The red spider is also called the fruit tree spider mite. It particularly likes to attack grapevines, apple and pear trees, plums, gooseberries and currants. You have to know that there is another pest that looks similar and that the two are often confused. It is the red velvet mite. But it belongs to a different genre.


Spin mites are difficult to control. The red spider is no exception. It is important to discover the infestation as early as possible and to initiate countermeasures in good time. The more these pests can spread, the more difficult it will be to get rid of them.
The red spider overwinters in the ice stage and is therefore already sitting on site as soon as it gets warm in spring. Then most of the spider mites hatch and are sexually mature from May, at the latest from June, and begin to reproduce. The plague begins.

The females of the red spider are about half a millimeter tiny and brick-red. They have very characteristic white bristles on their backs, which of course cannot be seen with the naked eye. For this you need at least a good magnifying glass or a microscope with good resolution. A female lays around 20 to 40 eggs, several times a year, and up to seven generations grow. The eggs are laid in small groups on the underside of leaves. They are extremely small. Only larger groups can be seen under the magnifying glass.

Recognize spider mite infestation

The pests can be recognized by the fact that even after they have sprouted, dark leaf tips are initially noticeable. Dark stitches can be seen on freshly unfolded young and tender leaves, of course best under a magnifying glass. The leaves hardly develop any further, stay small, bulge upwards and finally fall off. In summer they turn bronze-brown.

If you suspect that these spider mites populate a plant, you should take a spray bottle with water and lightly spray the shoot tips, which are particularly likely to be infested, or only spray over these areas. When the water droplets settle, the very fine and delicate webs that the spiders form become visible. The small spray droplets stick to them and make them visible. Often you can see that the entire tip of the shoot is woven into it. With the naked eye you usually cannot see the fine web, only when it takes on proportions and then the infestation is very large.


There is not much that can be done to prevent the pests from migrating.

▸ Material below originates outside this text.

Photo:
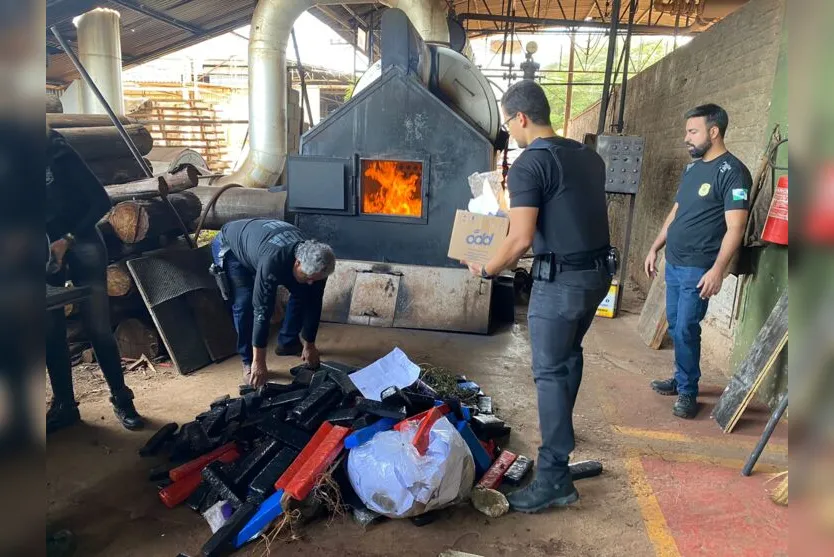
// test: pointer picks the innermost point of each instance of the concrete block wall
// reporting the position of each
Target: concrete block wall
(733, 64)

However, you can strengthen the plants so that they can deal with an infestation better, so that they are simply better equipped when they are attacked. You will then not fail so quickly. Plant strengtheners such as nettle liquid or horsetail broth are suitable. The plants are sprayed with it. The two agents are relatively easy to manufacture.


No matter what you do, it’s about working fast. The infestation must be recognized in good time if countermeasures are to be effective. The longer the red spiders can damage a plant, the more difficult it is to control and the less likely the plant will survive.

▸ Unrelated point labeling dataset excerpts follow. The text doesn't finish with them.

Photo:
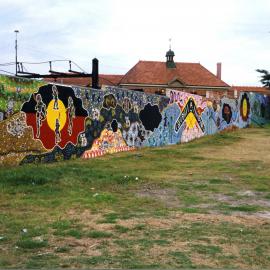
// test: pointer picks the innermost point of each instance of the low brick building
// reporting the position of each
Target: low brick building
(156, 77)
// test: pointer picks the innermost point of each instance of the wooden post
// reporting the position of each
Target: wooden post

I did a lot of research and found a wide variety of means and opinions about it. What you should know is, I believe, that spider mites, which the red spider belongs to, are very special. They are arachnids. They belong to the group of insects, but are better combated with an acaricide than with an insecticide. Acaricides are pesticides or biocides specifically designed to control mites and ticks. They are also used in commercial cultivation, especially in fruit, viticulture and horticulture.

Natural enemies

Natural predators are ideal for containing the red spider. They include predatory mites, predatory bugs, lacewings and ladybugs. By promoting these insects, you fight pests in the garden at the same time.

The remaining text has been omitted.